As seen in FIGS. 3B-3D, fractions C3 through D11 (elution time 12.5
to 22.4 min.) contained PEGylated EPO having a majority of 1:1
PEG/EPO conjugate. Those fractions were pooled together in a total
volume of 18 ml.
[0099] E. Dialysis and Concentration
[0100] The pooled sample from the ion exchange separation was
dialyzed in 20 mM sodium citrate, 100 mM sodium chloride, pH 6.9
buffer, using SPECTRA/POR 1 tubing described above. The dialysis
was carried out at 4.degree. C. The first buffer exchange was done
in 2 L citrate/NaCl buffer for 2 days, the 2nd exchange was
performed overnight in 2 L Tris buffer, and the final exchange was
done in 1 L for 4 hours. The dialyzed sample was then concentrated,
under nitrogen at 20 psi, in a 10 ml Amicon ultrafiltration stirred
cell (Millipore Corp., Billerica, Mass.), using an OMEGA
ultrafiltration membrane disc filter (PALL Life Sciences, Ann
Arbor, Mich.), having a molecular weight cut-off of 3000. The
sample volume was reduced from 18 ml to 4 ml final volume.

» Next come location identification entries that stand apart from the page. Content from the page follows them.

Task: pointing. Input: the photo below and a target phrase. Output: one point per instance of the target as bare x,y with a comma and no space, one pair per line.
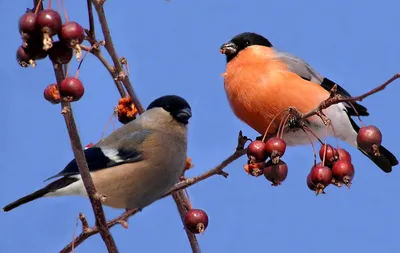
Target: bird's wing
305,71
125,149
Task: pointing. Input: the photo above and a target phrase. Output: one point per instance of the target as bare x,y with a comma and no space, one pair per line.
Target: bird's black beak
184,115
228,48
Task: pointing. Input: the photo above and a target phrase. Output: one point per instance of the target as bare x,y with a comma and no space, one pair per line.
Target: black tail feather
28,198
385,161
56,185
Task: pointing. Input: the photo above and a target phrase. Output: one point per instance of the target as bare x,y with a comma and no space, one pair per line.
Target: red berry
321,176
49,22
310,184
196,221
275,148
27,23
343,154
51,94
24,59
89,145
35,50
60,53
331,154
368,136
255,169
276,173
255,151
27,27
72,89
72,34
343,172
275,144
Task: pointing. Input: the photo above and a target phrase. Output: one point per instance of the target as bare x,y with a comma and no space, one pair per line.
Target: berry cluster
275,169
196,221
38,29
334,168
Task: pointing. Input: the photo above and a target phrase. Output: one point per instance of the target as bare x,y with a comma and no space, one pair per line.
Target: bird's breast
259,88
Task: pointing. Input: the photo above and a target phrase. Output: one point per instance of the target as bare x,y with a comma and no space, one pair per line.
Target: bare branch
182,205
122,76
335,99
83,167
111,69
240,151
88,232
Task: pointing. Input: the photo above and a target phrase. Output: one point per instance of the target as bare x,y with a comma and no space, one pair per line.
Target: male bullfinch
133,166
260,82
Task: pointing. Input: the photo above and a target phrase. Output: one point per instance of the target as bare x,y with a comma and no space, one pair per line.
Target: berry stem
270,124
334,135
357,114
283,125
312,145
326,139
312,132
67,69
38,6
80,63
107,124
189,202
64,10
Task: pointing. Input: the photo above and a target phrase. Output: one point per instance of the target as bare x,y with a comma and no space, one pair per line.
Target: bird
133,166
260,82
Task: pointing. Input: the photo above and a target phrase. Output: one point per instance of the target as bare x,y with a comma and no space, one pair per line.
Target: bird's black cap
241,42
176,105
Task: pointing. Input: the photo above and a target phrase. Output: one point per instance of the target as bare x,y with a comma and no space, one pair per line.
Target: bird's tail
28,198
385,161
53,186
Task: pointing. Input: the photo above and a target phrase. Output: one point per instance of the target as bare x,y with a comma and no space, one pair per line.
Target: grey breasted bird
133,166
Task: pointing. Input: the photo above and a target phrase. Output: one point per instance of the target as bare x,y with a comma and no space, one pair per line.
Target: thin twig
121,75
35,3
96,52
90,231
240,151
83,167
338,99
215,171
91,33
181,200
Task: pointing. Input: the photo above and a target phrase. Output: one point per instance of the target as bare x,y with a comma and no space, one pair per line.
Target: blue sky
173,48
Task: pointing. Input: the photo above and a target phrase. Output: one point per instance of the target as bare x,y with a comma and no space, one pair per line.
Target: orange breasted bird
260,82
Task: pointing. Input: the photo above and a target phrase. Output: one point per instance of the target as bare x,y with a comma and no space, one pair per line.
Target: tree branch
90,231
240,151
183,207
96,52
91,37
335,99
121,76
35,3
83,167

[0101] F. Sterile Filtration
[0102] The concentrated sample was sterile filtered through 0.22
.mu.m Acrodisc HT Tuffryn membrane syringe filter, and sterilely
filled into autoclaved glass vials. All vials were stored at
4.degree. C.
[0103] The concentration of the mPEG30k-EPO preparations was
determined to be 1.2 mg/ml based on the intrinsic fluorescence of
EPO protein and calibrated with the parent EPO.

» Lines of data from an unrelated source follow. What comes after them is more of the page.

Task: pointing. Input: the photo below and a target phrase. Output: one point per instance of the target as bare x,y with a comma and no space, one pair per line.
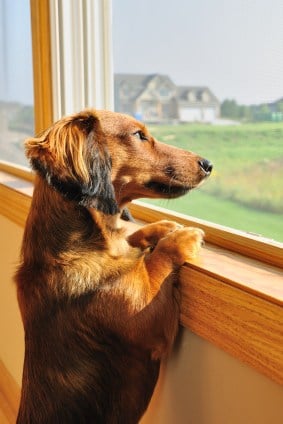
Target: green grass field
245,190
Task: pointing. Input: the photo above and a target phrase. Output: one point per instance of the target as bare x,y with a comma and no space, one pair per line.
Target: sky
15,52
235,47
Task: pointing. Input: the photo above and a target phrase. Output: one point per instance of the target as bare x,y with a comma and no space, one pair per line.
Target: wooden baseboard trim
9,395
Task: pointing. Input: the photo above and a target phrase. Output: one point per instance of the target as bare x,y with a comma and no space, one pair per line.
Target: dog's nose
206,166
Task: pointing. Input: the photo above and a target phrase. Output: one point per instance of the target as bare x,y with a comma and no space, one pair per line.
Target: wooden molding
41,48
246,326
9,396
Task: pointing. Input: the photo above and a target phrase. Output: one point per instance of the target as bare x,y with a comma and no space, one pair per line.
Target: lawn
245,190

[0104] G. HPLC-SEC Analysis
[0105] The purified mPEG30k-EPO sample was analyzed by size
exclusion chromatography using Superose-6 10/300 GL column
(Amersham Biosciences, Piscataway, N.J.), and 50 mM NaPO4, 150 mM
NaCl, pH 6.5, mobile phase. The sample was diluted 1/20 in the
mobile phase, and 50 .mu.l were injected to the column. The flow
rate was set to 0.5 ml/min, and elution from the column was
monitored by a fluorescence detector set at an excitation
wavelength of 295 nm, and emission wavelength of 360 nm (bandwidth
15 nm). The results are shown in FIG. 4, where the purified
PEGylated-EPO contained 91% and 6% of mono-PEG and di-PEG
conjugates respectively. A small amount of unconjugated EPO (4%)
was also detected.
[0106] H. SDS-PAGE Analysis
[0107] The mPEG30k-EPO sample was analyzed by gel electrophoresis
under denaturing conditions, using NuPAGE.RTM. Bis-Tris 4-12%
gradient gel and MOPS-SDS running buffer (Invitrogen Life
Technology, Carlsbad, Calif.). Samples and controls were loaded on
the gel at 10 .mu.l/well containing 1.5 to 5 .mu.g of protein. The
gel was run at a constant voltage of 200 volts for 55 minutes. The
gel was first stained in iodine for PEG detection, and subsequently
in Coomassie Blue for protein detection. The electrophoresis gels
are shown in FIGS. 5A-5B. FIG. 5A shows the iodine stained gel and
FIG. 5B shows the Coomassie Blue stained gel. Lane 1 corresponds to
a PEG molecular marker, lane 2 corresponds to a PEG30k control,
lane 3 corresponds to an EPO control, lane 4 corresponds to the
mPEG30k-EPO sample before purification, lane 5 corresponds to the
purified mPEG30k-EPO, and lane 6 corresponds to a protein molecular
weight marker.
[0108] The composition of the purified mPEG30k-EPO sample
determined by SDS-PAGE confirmed the HPLC-SEC results of FIGS.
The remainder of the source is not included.